The Manager/Senior Manager, Regulatory - Advertising, Labeling, and Promotion (ALP) is responsible for leading U.S. promotional regulatory strategy and supporting ex-U.S. needs across our gene editing portfolio. This role reports to the Director of Regulatory Labeling and serves as a key member of the Promotional Review Committee (PRC/MLR).
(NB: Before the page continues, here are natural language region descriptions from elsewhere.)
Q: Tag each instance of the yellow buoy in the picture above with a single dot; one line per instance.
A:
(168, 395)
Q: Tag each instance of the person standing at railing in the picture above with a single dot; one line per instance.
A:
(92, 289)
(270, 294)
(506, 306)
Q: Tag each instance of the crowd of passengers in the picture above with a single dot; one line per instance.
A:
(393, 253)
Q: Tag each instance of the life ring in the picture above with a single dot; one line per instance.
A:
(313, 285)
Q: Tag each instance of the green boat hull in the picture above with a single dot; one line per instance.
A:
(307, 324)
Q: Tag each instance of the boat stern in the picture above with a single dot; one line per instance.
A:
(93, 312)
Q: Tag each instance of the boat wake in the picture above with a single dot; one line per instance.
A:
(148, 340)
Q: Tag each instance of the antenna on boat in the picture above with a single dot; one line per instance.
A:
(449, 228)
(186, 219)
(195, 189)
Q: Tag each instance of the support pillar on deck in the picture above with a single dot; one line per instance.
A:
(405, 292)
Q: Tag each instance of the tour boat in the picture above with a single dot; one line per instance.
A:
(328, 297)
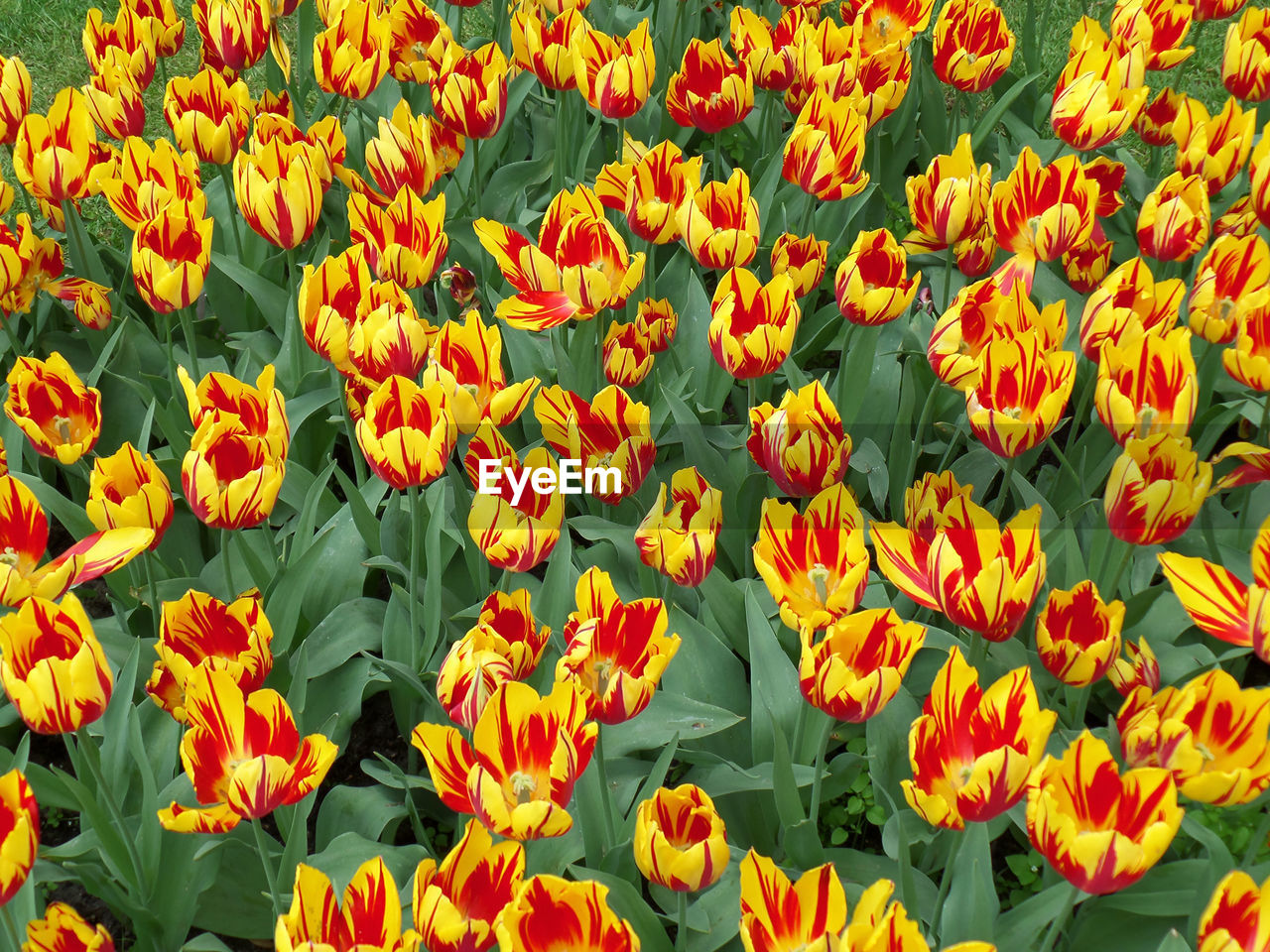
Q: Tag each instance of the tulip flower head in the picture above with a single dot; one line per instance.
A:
(680, 839)
(1100, 829)
(971, 751)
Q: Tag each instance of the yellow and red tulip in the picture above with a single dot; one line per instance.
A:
(457, 902)
(407, 431)
(1147, 385)
(579, 266)
(368, 916)
(973, 45)
(1020, 395)
(243, 754)
(1155, 490)
(816, 563)
(1219, 602)
(200, 631)
(752, 325)
(550, 912)
(1210, 734)
(982, 575)
(1100, 829)
(615, 73)
(680, 839)
(518, 772)
(856, 667)
(680, 542)
(53, 665)
(719, 222)
(515, 534)
(128, 490)
(19, 832)
(801, 443)
(971, 751)
(53, 408)
(1175, 218)
(1079, 634)
(711, 90)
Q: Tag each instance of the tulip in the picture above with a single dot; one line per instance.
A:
(1214, 149)
(1020, 394)
(803, 259)
(951, 200)
(680, 839)
(617, 657)
(1129, 302)
(14, 96)
(418, 44)
(1100, 829)
(468, 94)
(1210, 734)
(235, 32)
(615, 73)
(825, 153)
(64, 928)
(855, 670)
(243, 754)
(515, 534)
(1175, 218)
(517, 774)
(1159, 27)
(719, 222)
(801, 443)
(752, 325)
(278, 191)
(56, 158)
(1156, 489)
(1246, 56)
(1234, 916)
(766, 49)
(200, 631)
(1147, 385)
(973, 45)
(1139, 667)
(611, 433)
(579, 266)
(816, 565)
(1219, 602)
(457, 902)
(51, 405)
(467, 359)
(19, 833)
(971, 751)
(259, 409)
(350, 56)
(128, 490)
(1097, 95)
(711, 90)
(1155, 123)
(1044, 211)
(778, 915)
(1079, 634)
(982, 575)
(368, 916)
(870, 285)
(550, 912)
(680, 542)
(53, 665)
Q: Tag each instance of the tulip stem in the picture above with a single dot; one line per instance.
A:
(1061, 920)
(822, 748)
(271, 875)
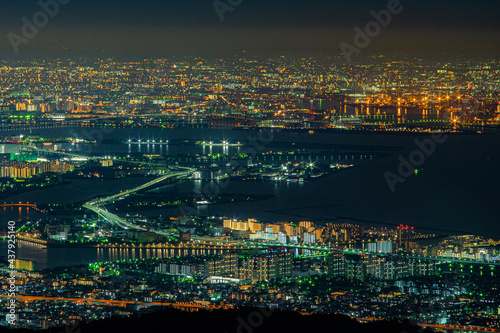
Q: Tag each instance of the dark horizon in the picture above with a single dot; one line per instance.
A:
(157, 28)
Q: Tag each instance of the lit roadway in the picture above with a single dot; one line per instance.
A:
(95, 205)
(199, 306)
(113, 302)
(82, 157)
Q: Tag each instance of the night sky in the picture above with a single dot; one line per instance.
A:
(193, 27)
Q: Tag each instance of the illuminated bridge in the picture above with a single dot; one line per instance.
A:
(97, 205)
(19, 204)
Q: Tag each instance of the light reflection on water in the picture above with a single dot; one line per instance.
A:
(44, 257)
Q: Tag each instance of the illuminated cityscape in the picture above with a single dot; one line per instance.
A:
(245, 171)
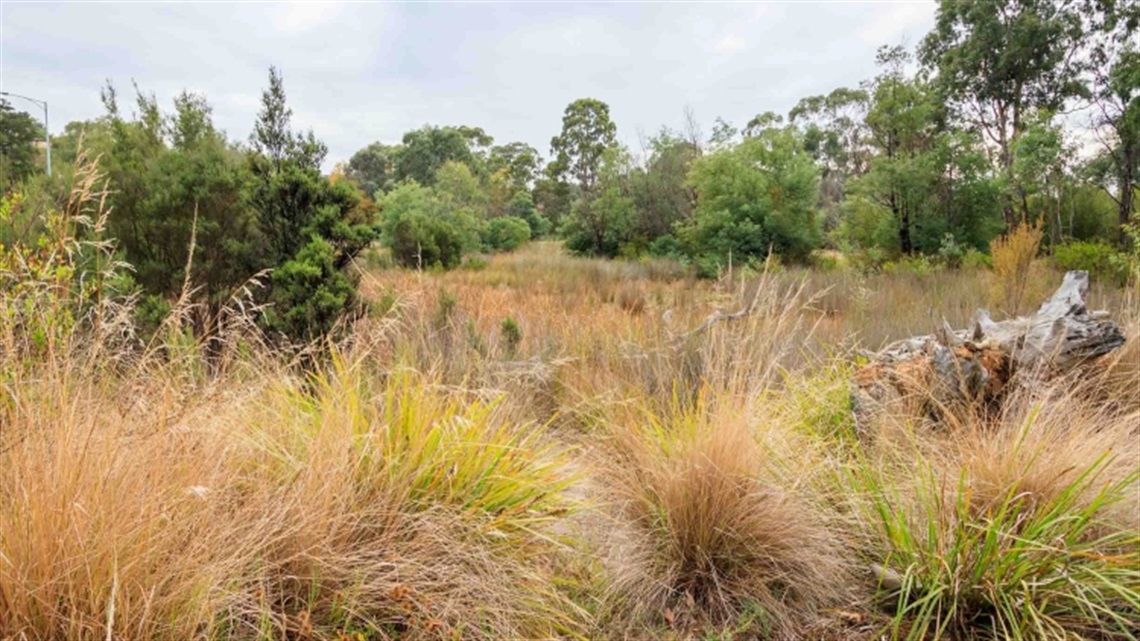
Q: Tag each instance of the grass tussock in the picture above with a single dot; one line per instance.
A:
(1024, 527)
(544, 447)
(719, 533)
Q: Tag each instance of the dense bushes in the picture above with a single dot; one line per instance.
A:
(261, 214)
(505, 234)
(754, 197)
(1098, 259)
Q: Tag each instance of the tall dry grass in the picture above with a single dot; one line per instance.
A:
(599, 470)
(257, 501)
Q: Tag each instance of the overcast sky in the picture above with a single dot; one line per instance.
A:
(361, 72)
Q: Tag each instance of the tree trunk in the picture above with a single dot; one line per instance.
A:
(1129, 153)
(949, 368)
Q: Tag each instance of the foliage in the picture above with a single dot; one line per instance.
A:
(1022, 560)
(607, 220)
(998, 62)
(1012, 257)
(314, 227)
(522, 207)
(426, 149)
(1100, 260)
(755, 196)
(178, 185)
(660, 189)
(310, 294)
(420, 230)
(578, 151)
(505, 234)
(18, 134)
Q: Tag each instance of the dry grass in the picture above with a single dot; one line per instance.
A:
(719, 534)
(588, 469)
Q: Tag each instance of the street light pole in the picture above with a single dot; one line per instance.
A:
(47, 132)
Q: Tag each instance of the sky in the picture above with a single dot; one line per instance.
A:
(360, 72)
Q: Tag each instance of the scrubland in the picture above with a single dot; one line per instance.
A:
(542, 447)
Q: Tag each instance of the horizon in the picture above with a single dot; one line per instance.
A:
(400, 66)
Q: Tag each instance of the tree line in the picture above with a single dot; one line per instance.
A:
(1008, 111)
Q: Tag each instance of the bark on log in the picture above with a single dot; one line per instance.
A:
(953, 366)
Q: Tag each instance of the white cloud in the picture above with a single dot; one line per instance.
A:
(729, 43)
(301, 16)
(898, 21)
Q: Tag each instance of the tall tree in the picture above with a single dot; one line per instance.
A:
(835, 132)
(1000, 61)
(428, 148)
(1115, 79)
(752, 197)
(314, 227)
(521, 161)
(587, 132)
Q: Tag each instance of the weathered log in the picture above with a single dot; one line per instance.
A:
(954, 366)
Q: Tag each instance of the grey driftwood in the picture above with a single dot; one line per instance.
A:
(952, 366)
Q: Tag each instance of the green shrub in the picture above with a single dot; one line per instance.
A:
(474, 264)
(666, 246)
(1098, 259)
(975, 259)
(309, 293)
(914, 265)
(825, 260)
(505, 234)
(951, 252)
(421, 232)
(522, 205)
(512, 334)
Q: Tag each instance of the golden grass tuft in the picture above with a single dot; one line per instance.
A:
(718, 534)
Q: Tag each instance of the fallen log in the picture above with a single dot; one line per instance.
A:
(952, 366)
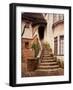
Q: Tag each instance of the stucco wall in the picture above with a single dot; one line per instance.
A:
(49, 35)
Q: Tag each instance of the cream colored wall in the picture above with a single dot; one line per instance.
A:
(60, 58)
(59, 30)
(49, 35)
(28, 31)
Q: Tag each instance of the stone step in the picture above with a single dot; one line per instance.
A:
(48, 63)
(47, 58)
(55, 69)
(46, 55)
(48, 67)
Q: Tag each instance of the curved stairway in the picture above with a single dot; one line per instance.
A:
(48, 65)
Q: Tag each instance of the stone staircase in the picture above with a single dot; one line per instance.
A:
(48, 64)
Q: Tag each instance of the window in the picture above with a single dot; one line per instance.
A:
(61, 45)
(55, 45)
(27, 45)
(61, 17)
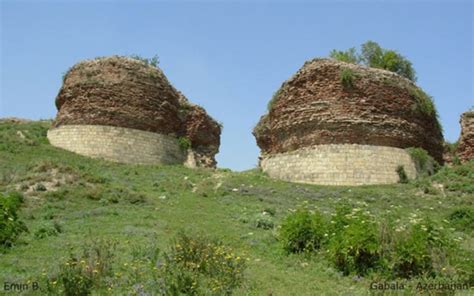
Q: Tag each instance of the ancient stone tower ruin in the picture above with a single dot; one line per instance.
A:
(125, 110)
(337, 123)
(466, 142)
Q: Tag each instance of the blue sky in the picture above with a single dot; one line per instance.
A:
(229, 57)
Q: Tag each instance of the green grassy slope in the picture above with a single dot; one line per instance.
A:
(139, 205)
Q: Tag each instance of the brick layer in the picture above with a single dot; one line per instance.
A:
(118, 144)
(339, 164)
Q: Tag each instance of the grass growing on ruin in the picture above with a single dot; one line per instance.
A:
(139, 208)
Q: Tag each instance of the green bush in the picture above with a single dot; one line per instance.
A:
(184, 143)
(402, 175)
(425, 164)
(347, 78)
(80, 274)
(48, 230)
(198, 265)
(354, 246)
(457, 178)
(264, 221)
(303, 231)
(349, 56)
(274, 98)
(417, 250)
(462, 218)
(372, 55)
(153, 61)
(10, 225)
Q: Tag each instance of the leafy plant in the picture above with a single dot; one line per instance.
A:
(10, 225)
(402, 175)
(303, 231)
(425, 164)
(198, 263)
(354, 246)
(48, 230)
(347, 78)
(184, 143)
(372, 55)
(79, 275)
(153, 61)
(462, 218)
(416, 250)
(349, 56)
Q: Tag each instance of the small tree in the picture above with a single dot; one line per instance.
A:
(372, 55)
(349, 56)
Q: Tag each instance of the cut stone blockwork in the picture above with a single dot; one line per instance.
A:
(118, 144)
(340, 165)
(125, 110)
(466, 142)
(328, 105)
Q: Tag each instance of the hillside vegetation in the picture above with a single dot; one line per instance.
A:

The position ensures compliant, compelling, and scientifically accurate communications consistent with core labeling and regulatory requirements.

Responsibilities:

• Serve as Regulatory lead for PRC/MLR review of promotional, disease awareness, scientific exchange, HCP, and patient-directed materials for certain products, under the supervision of the Director of Regulatory Labelling. • Manage the lifecycle of core and regional labeling documents including updates, reviews, approvals, and submissions. • Ensure claims are truthful, non-misleading, balanced, and aligned with approved labeling and scientific evidence. • Prepare and submit FDA Form 2253 filings; maintain records and track OPDP correspondence in conjunction with regulatory operations. • Ensure alignment with promotional materials with CCDS, USPI/PI, IFU, and patient labeling. • Monitor FDA OPDP/CBER guidances, enforcement trends, and evolving U.S. regulations; educate internal teams. • Support development of SOPs, governance documents, training programs, and inspection readiness activities. • Advise cross-functional partners on scientific substantiation, evidence gaps, and claims strategy. • Review digital and social media content for compliance with fair balance, risk proximity, and evolving digital standards.

Qualifications:

Bachelor's degree in a scientific discipline required; advanced degree preferred. 8+ years (Manager) 10+ years (Senior Manager) experience in Regulatory Advertising & Promotion. Strong understanding of FDA promotional regulations (FD&C Act, 21 CFR 202.1, OPDP/OC, CBER/CDER). Hands-on PRC/MLR experience and 2253 submission experience required. Excellent communication, cross-functional collaboration, and regulatory judgment.